The pandemic caused by the novel coronavirus outbreak and the economic shut down has dramatically upended state tax revenue forecasts for FY 2021.With updated March data, the boosting forecasts for FY 2021 is revised nominally to -4.39% from an initial estimate of 2.86% with data up January. As new data will be released over the year, our model is uniquely poised to forecast future tax receipts in real time to aid appropriate expenditure decisions during the rest of the fiscal year.

Dalibor Stevanovic (Université du Québec à Montréal)

We consider simple methods to improve the growth nowcasts and forecasts obtained by mixed frequency MIDAS and UMIDAS models with a variety of indicators during the Covid-19 crisis and recovery period, such as combining forecasts across various specifications for the same model and/or across different models, extending the model specification by adding MA terms, enhancing the estimation method by taking a similarity approach, and adjusting the forecasts to put them back on track by a specific form of intercept correction. Among all these methods, adjusting the original nowcasts and forecasts by an amount similar to the nowcast and forecast errors made during the financial crisis and following recovery seems to produce the best results for the US, notwithstanding the different source and characteristics of the financial crisis. In particular, the adjusted growth nowcasts for 2020Q1 get closer to the actual value, and the adjusted forecasts based on alternative indicators become much more similar, all unfortunately indicating a much slower recovery than without adjustment and very persistent negative effects on trend growth. Similar findings emerge also for the other G7 countries.

Danilo Cascaldi-Garcia Danilo Cascaldi-Garcia (Federal Reserve Board)
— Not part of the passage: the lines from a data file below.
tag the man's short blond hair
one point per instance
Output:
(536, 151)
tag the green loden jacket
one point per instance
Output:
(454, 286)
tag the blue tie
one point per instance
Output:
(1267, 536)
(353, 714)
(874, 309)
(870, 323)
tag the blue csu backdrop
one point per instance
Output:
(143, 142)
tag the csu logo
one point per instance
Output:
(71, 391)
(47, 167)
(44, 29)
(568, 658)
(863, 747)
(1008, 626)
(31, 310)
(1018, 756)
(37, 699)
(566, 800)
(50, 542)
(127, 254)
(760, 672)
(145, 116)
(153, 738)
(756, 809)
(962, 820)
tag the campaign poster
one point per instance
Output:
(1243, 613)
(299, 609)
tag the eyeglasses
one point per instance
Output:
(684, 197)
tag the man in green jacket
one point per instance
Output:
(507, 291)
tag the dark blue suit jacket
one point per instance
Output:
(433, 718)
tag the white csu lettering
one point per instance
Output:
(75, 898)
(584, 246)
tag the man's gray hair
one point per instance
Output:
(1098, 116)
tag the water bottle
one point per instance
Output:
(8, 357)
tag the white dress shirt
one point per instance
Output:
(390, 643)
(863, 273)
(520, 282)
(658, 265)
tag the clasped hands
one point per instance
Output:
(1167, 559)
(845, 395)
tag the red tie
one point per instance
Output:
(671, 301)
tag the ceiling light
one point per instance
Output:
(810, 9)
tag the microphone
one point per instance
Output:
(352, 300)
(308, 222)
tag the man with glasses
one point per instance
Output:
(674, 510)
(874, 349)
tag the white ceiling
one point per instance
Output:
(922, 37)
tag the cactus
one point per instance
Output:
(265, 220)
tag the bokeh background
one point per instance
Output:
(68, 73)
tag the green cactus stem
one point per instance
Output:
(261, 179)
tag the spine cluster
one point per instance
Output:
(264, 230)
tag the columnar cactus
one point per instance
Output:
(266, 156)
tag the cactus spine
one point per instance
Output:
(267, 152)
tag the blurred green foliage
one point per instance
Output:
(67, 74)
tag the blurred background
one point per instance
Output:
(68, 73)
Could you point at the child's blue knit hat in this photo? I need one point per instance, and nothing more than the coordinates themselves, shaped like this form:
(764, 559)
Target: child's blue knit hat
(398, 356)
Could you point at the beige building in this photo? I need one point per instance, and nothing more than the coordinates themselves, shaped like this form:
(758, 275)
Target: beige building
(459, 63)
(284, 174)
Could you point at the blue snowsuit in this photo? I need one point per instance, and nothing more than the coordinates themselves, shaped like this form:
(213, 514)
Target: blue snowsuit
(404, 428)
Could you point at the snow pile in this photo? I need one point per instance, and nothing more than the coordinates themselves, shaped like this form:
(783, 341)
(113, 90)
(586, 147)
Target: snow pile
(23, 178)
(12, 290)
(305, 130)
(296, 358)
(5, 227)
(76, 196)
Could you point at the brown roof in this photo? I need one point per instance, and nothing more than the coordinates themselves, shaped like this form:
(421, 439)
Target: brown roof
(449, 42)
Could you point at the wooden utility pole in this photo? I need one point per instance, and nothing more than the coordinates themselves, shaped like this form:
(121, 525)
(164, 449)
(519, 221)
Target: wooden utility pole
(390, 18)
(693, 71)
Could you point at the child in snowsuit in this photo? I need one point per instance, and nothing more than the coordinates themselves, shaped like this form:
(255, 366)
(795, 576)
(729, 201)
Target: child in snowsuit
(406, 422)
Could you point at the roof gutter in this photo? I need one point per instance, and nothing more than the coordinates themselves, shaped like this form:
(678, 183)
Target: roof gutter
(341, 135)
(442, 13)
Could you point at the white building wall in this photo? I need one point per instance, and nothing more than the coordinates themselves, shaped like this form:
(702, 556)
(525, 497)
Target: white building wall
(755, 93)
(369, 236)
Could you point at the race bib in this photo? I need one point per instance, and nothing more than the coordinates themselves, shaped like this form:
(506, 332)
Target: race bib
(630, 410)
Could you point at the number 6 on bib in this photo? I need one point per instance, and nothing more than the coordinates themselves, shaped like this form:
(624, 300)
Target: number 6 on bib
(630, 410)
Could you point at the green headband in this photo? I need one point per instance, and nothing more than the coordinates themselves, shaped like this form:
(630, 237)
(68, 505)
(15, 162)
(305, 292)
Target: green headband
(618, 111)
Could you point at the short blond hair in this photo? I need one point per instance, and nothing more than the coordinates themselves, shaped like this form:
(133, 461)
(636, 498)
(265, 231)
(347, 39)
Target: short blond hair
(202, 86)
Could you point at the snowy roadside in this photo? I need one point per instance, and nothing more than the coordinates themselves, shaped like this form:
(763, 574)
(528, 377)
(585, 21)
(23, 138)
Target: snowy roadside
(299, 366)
We construct a model to provide GDP forecasts for the euro area and the three largest member countries---Germany, France and Italy. We show that our model improves significantly the accuracy of forecasts for all of these economies. Our model processes the large flow of data released continuously and asynchronously for these economies while accounting for their short-term heterogeneous dynamics. We evaluate the ability of our model to distill the large flow of data by conducting a real-time forecasting evaluation and by focusing on key specific episodes: the Global Financial Crisis, the European sovereign debt crisis, and the onset of the Great Lockdown.

Session 4: Pandemics

Andrew Butters (Indiana University)

How best to leverage the growing availability of high frequency and granular micro data, like Google Trends, to inform the forecasts of key economic activity indicators is the focus of much research, especially since the Covid-19 pandemic. A primary hurdle with these sorts of data sources, however, is finding credible ways to identify the key elasticities of interest for prediction. We leverage an event-study research design focused on the costliest hurricanes to hit the US mainland since 2004 to identify the elasticity of unemployment insurance filings with respect to search intensity. Applying our elasticity estimate to the state-level Google Trends indexes for the topic “unemployment,” we show that out-of-sample forecasts made ahead of the official data releases for March 21 and 28 predicted to a large degree the extent of the Covid-19 related surge in the demand for unemployment insurance. In addition, we provide a robust assessment of the uncertainty surrounding these estimates and demonstrate their use within a broader forecasting framework for US economic activity.

Laura Liu (Indiana University)

Our project contributes to the rapidly growing research on generating forecasts related to the current COVID-19 pandemic. We are adapting forecasting techniques for panel data to predict the smoothed daily number of active COVID-19 infections for a cross-section of approximately one hundred countries/regions. The data are obtained from the Center for Systems Science and Engineering (CSSE) at Johns Hopkins University.